With their donations, Navalny's online supporters had taken that step from idle blogging to political action, and that is when Russia's security services began to take notice. In the spring of 2011, Yandex.Dengi, the Russian equivalent of PayPal, received a request from the FSB, the main successor to the Soviet KGB, to hand over the personal details of everyone who transferred money to Navalny's website. Yandex complied, and the people on that list soon began getting phone calls demanding to know why they supported Navalny. But the harassment backfired. Donations began pouring in many times faster. Official attempts to get dirt on Navalny uncovered little except that his parents' grocery store sold vodka after legal hours.
His main vulnerability has been his strident nationalism, which has always been at the core of his views. In 2007 he co-founded the National Russian Liberation Movement, known as NAROD, and published its manifesto on his blog. It focused mostly on immigration policy, declaring that "those who come into our home but do not want to respect our law and traditions must be kicked out." It also called for all law-abiding citizens to have the right to bear arms. Navalny owns several, and in 2007, when a group of thugs broke up a political debate he was hosting, he shot one of them four times with a traumatic pistol, a nonlethal weapon that fires rubber bullets. After a lengthy investigation, all charges against him were dropped.

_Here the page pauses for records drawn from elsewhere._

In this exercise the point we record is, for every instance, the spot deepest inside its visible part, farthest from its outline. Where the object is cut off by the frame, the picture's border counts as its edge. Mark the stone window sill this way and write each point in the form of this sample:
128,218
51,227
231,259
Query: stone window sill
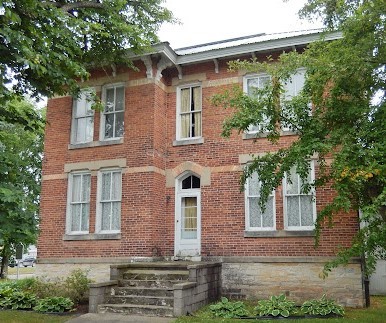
193,141
92,236
257,135
278,234
116,141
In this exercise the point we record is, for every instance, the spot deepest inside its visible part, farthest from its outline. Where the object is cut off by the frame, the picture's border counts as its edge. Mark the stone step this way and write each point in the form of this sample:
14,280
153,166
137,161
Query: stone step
151,310
145,274
141,291
141,300
148,283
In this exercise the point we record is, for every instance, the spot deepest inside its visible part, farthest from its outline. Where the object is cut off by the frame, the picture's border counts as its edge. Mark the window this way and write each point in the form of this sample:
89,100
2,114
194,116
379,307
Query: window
109,206
299,207
257,220
78,208
112,124
292,88
82,119
251,84
189,108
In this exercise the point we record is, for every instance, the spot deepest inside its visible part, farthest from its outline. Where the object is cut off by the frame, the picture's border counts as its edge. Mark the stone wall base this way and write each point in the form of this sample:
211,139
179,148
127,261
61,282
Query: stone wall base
298,281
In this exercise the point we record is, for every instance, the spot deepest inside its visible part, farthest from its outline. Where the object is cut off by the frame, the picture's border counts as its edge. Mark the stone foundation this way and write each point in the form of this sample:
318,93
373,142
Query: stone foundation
299,281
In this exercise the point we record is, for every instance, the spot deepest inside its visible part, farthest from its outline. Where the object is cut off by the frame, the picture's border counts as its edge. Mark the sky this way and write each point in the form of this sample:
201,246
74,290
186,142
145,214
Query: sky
205,21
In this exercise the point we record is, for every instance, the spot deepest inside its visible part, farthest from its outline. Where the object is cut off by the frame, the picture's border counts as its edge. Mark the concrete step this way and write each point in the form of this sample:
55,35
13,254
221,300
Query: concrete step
150,310
145,274
148,283
142,300
141,291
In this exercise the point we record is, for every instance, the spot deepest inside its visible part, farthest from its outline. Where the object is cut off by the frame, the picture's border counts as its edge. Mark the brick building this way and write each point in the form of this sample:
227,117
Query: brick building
151,178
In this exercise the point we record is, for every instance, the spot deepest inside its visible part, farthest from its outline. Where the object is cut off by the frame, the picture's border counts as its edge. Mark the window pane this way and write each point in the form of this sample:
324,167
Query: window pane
106,185
109,100
116,189
76,188
84,220
185,126
293,210
116,216
75,217
185,100
292,188
254,212
268,214
109,125
119,124
195,182
119,100
86,188
306,211
254,185
106,215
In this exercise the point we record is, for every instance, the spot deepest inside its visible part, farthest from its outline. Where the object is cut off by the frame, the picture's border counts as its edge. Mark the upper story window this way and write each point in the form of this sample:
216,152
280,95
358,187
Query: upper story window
189,112
252,83
110,196
299,206
82,118
78,203
112,123
256,219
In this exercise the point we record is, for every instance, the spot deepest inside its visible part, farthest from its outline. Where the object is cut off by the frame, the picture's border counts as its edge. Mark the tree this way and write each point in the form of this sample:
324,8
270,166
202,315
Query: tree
21,149
46,47
345,81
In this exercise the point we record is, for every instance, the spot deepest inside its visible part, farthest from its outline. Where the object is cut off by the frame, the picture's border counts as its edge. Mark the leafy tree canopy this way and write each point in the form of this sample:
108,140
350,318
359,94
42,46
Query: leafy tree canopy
346,131
47,45
21,148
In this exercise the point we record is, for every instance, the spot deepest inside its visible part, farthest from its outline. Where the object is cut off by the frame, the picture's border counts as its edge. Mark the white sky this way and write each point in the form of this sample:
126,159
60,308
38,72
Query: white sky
205,21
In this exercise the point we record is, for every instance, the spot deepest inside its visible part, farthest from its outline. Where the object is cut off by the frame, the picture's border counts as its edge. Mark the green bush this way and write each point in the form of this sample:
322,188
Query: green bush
16,300
322,306
275,306
227,309
54,305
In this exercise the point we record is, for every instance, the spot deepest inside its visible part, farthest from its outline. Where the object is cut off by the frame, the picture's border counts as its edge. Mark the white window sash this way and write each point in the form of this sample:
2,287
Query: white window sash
310,194
81,103
196,113
108,201
71,203
248,215
114,113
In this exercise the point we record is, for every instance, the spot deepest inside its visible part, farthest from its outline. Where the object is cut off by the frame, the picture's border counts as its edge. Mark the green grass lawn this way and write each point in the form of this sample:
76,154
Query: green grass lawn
375,314
8,316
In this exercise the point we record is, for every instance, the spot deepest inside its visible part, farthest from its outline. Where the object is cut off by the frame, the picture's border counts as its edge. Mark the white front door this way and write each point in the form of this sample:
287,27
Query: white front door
188,217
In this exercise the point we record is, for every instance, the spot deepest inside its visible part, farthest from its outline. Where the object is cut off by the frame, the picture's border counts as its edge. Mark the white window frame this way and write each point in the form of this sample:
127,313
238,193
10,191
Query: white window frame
178,111
248,227
81,99
258,127
311,193
103,114
70,202
298,88
98,220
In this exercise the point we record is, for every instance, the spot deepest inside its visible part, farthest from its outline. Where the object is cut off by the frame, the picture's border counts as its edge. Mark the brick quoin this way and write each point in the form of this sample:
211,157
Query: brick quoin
148,199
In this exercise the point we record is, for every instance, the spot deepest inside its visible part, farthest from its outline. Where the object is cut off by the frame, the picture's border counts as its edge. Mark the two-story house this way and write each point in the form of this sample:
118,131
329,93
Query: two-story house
151,178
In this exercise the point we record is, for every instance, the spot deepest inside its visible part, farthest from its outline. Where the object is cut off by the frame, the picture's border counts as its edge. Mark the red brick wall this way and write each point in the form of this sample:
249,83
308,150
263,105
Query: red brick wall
148,212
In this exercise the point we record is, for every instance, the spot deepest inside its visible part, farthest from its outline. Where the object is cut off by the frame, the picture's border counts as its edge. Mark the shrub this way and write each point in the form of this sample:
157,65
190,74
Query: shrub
54,305
275,306
227,309
322,306
13,299
76,285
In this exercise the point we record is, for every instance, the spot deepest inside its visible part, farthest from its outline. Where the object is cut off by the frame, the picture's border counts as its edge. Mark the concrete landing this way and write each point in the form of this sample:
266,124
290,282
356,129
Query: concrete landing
117,318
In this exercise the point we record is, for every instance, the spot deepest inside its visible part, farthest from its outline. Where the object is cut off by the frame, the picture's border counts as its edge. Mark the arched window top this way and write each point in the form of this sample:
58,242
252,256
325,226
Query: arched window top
190,182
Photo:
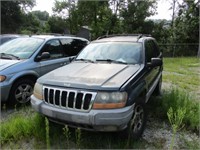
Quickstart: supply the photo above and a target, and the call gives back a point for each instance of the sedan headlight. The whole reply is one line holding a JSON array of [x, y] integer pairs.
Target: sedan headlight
[[106, 100], [2, 78], [38, 91]]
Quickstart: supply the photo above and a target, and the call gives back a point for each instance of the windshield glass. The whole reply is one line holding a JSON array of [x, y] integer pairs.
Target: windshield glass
[[125, 52], [21, 47]]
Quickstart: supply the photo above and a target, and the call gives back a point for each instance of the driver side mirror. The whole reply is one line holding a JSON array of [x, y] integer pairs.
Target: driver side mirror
[[44, 55], [155, 62]]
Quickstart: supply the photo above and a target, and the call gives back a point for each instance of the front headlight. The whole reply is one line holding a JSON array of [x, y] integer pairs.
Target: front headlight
[[106, 100], [38, 91], [2, 78]]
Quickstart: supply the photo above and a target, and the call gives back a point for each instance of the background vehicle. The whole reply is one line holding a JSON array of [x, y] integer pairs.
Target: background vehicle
[[24, 59], [7, 37], [106, 87]]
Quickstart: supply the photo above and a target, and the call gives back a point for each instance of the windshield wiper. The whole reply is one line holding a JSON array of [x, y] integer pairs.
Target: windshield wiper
[[112, 61], [85, 60], [8, 56]]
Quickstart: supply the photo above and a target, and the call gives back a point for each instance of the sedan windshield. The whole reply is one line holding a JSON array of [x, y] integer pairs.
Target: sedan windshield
[[21, 48], [113, 52]]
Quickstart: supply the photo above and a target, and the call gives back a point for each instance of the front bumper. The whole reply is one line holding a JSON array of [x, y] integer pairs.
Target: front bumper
[[96, 120], [4, 92]]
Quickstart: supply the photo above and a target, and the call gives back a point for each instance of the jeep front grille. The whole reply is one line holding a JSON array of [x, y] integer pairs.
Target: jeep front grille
[[68, 98]]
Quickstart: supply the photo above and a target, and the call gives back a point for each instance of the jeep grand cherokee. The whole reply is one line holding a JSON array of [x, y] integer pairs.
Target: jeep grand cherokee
[[106, 87]]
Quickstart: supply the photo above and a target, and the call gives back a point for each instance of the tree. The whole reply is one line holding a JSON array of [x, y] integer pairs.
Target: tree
[[41, 15], [186, 28], [12, 14], [134, 13], [57, 24]]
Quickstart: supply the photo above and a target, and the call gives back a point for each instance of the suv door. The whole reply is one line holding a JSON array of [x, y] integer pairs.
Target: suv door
[[151, 51], [57, 57]]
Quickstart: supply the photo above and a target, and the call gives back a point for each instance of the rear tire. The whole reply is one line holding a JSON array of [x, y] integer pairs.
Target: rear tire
[[158, 91], [21, 91], [137, 123]]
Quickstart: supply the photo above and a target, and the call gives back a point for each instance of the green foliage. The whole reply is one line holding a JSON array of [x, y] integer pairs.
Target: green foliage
[[57, 24], [11, 16], [18, 127], [134, 18], [175, 119], [177, 98], [41, 15]]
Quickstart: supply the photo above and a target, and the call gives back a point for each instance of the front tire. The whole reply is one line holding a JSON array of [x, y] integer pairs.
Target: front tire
[[21, 91]]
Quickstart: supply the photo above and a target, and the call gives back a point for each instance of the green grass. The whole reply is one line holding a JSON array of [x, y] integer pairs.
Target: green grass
[[183, 72], [22, 125], [177, 98]]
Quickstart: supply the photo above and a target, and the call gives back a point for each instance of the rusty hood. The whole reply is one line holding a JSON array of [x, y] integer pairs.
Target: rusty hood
[[98, 76]]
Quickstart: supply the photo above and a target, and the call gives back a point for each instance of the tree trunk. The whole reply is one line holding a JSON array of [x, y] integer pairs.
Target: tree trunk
[[198, 54]]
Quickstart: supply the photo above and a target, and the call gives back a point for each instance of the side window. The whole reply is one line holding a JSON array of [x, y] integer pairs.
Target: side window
[[78, 45], [155, 48], [149, 51], [54, 48], [72, 46]]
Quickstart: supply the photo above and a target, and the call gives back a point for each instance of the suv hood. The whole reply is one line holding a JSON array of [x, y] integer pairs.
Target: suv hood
[[90, 75], [4, 63]]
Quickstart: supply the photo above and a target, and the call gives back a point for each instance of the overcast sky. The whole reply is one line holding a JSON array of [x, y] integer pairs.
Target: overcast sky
[[162, 10]]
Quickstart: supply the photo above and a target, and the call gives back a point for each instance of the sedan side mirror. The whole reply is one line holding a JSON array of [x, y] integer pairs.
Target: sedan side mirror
[[44, 55]]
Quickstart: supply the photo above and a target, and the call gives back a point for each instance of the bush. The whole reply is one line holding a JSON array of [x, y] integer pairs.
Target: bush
[[177, 98]]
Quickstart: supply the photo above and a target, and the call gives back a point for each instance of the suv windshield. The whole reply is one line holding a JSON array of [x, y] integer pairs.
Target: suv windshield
[[115, 52], [22, 48]]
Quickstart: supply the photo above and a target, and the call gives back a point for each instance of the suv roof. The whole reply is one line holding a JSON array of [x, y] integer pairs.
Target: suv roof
[[122, 37], [56, 36]]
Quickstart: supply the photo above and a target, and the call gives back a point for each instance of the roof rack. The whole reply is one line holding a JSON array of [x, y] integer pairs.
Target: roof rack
[[53, 34], [113, 35]]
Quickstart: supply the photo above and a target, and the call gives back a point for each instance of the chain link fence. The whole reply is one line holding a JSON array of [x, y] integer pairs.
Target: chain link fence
[[179, 49]]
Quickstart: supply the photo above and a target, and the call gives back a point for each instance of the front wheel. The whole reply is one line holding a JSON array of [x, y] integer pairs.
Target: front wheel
[[137, 123], [21, 91]]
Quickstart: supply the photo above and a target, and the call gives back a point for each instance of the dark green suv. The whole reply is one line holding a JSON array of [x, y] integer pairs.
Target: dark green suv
[[106, 87]]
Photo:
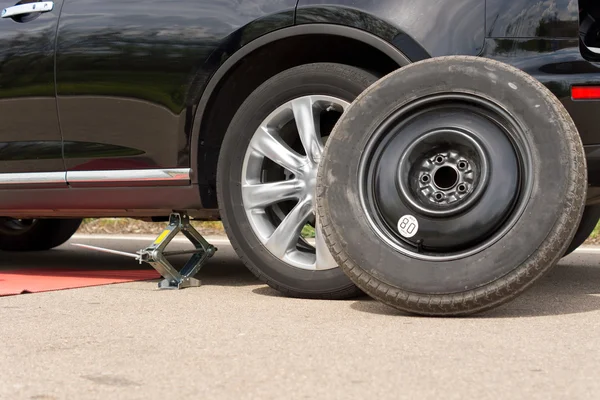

But the incident fueled fears that he is a right-wing fanatic, and after the December demonstrations, slick cartoons started circulating online depicting Navalny throwing the Nazi salute and wearing a T-shirt that reads I'M A FASCIST. Navalny laughs this off as ignorant fearmongering. "People aren't really afraid of my views," he says. "They are just afraid of the word nationalism," which they associate with some "abstract nationalist menace." But his oratory style has not done much to help. During both the protests he addressed last month, his speeches dissolved into frenzied screaming, which spawned comparisons to Hitler. "We don't want to wait!" he shouted. "We don't need any parties! This is our party! What other parties do you need?" A couple of weeks later, he seemed to regret the vitriol. "I know some people got scared," he told TIME in his meager office, where he runs a small legal firm. "I got too emotional, but what can I say? I really hate the people in power. I hate them with every fiber of my being. That is what drives me in almost everything I do."
Navalny has said he will run for President only when he is sure of an honest vote. He concedes that Putin, with no viable competitors, will likely win a third term in March. But that will simply continue to discredit Putin, he says, adding, "This will not be a legal presidency."
Though his political instincts are keen, Navalny is just emerging from the firebrand politics of the blogosphere, and he often sounds more like a hothead than a statesman. But his hatred for Putin's system is shared by a large and growing segment of the Russian electorate. No one can say whether that energy will be channeled into a revolution, into real democratic reform, or whether it will simply dissolve into feuding camps. But one thing is clear: Navalny has brought the anger out of the Web and onto the streets. There is no easy way to force it back.